Q: How can a reporter answer all the key questions in a short article?

A:

Journalistic writing is direct, concise and precise. As “The Elements of Style” says: “A sentence should contain no unnecessary words, a paragraph no unnecessary sentences, for the same reason that a drawing should have no unnecessary lines and a machine no unnecessary parts.”

This book is to writing as “The Elements of Journalism” is to the reporting—a treatise, a bible, an instruction guide.

This semi-humorous video might help you remember the rules of writing short and concisely. The Elements of Style from Jake Heller on Vimeo.

The goal isn’t sentences that fall flat on the ear, but efficient and exacting word choices. I tell journalism students to pretend that there is a word drought; use as few words as possible to say what you need to say. You don’t water your lawn needlessly during a rain drought, and you don’t waste words in journalism. “This requires not that the writer make all his sentences short, or that he avoid all detail and treat his subjects only in outline,” William Strunk, Jr.  writes in the book, “but that every word tell.”

In addition to word choice, the article’s structure helps readers learn everything they need to know in a short amount of space.

There are three main story outlines journalists use in their articles: the kabob, the martini glass (or hourglass) and the inverted pyramid. The inverted pyramid is the most popular for short news stories because the focus is putting the most important information at the top (the widest part of the pyramid) and the least important at the bottom.

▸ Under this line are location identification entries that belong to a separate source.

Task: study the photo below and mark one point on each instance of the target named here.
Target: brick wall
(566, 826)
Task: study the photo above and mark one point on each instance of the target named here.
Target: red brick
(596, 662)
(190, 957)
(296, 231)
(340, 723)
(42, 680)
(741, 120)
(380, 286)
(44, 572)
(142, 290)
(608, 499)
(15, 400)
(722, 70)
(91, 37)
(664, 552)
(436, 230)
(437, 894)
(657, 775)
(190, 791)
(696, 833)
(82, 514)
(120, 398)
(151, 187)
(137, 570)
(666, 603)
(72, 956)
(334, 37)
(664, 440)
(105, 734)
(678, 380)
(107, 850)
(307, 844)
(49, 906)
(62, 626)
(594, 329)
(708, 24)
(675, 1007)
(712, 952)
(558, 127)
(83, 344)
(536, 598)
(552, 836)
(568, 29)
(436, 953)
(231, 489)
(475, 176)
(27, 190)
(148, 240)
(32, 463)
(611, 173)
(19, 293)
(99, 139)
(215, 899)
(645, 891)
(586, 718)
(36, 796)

News wasn’t always written this way. If you compare articles written in the early 1800s to those written at the end of the century, you’ll notice the earlier ones are wordy, flowery and take forever to get to the point. What changed? The invention of the telegraph in 1845. “The thing to know about the telegraph is that in its day it was as revolutionary as the Internet,” writes Chip Scanlon in a 2003 article. This groundbreaking invention allowed newspapers to publish stories days after an event happened, not weeks or months. It also cost about 1 penny a character, which is the equivalent of $.34 today.

If you were a publisher and the above paragraph (606 characters) was going to cost you $207.04 to publish, wouldn’t you demand that your writers were as efficient as possible with their word choice?